I have climate raster type netCDF data.

I want the slope and other regression statistics of temperature for each cell over time.

I have read that GEOV IDL can do a temporal regression to achieve what I want but it is not open source. Does anyone know of a good open source software that can accomplish what I would like? R maybe?

Best Answer

Here is how you could get the slope, using R and the raster package. To (also) get the intercept see help(calc)

library(raster)
# your file
# b <- brick("file.nc")
# example data:
b <- brick(system.file("external/rlogo.grd", package="raster"))

# here time is 1 to n, but you can set it something else
time <- 1:nlayers(b)
# write a function that reruns the value or values of interest 
fun <- function(x) { lm(x ~ time)$coefficients[2] }
x <- calc(b, fun)
plot(x)

If you have NA values, you need a more complex function

fun2 <- function(x) { 
   d <- na.omit(cbind(x, time))
   if (nrow(d) > 2) {
      lm(x ~ time, data=data.frame(d))$coefficients[2] 
   } else {
      NA
   }
} 
b[1:10] <- NA
x2 <- calc(b, fun2)

to get r^2

 fun <- function(x) { summary(lm(x ~ time))$r.squared }

Addendum

I noticed that this function is a bit slow as, for each raster cell, it fits a model and returns a lot of information that is not used. For each model some computations are repeated (as the independent variable is fixed).
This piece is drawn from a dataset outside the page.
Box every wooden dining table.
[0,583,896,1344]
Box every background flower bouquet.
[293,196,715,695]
If you want simple output like the slope or intercept you can easily shortcut things by directly computing these via linear algebra, and pre-computing some of the intermediate (constant) results.

For the case without NAs only:

library(raster)
b <- brick(system.file("external/rlogo.grd", package="raster"))
time <- 1:nlayers(b)

LMfun <- function(x) { lm(x ~ time)$coefficients[2] }
system.time( xlm <- calc(b, LMfun) )

# user  system elapsed 
# 7.95    0.00    7.96 

# add 1 for a model with an intercept
X <- cbind(1, time)
# pre-computing constant part of least squares
invXtX <- solve(t(X) %*% X) %*% t(X)
# much reduced regression model. [2] is to get the slope 
LAfun <- function(y) (invXtX %*% y)[2] 
system.time( xla <- calc(b, LAfun) )

# user  system elapsed 
# 0.06    0.00    0.06

So this approach is about 130 times faster!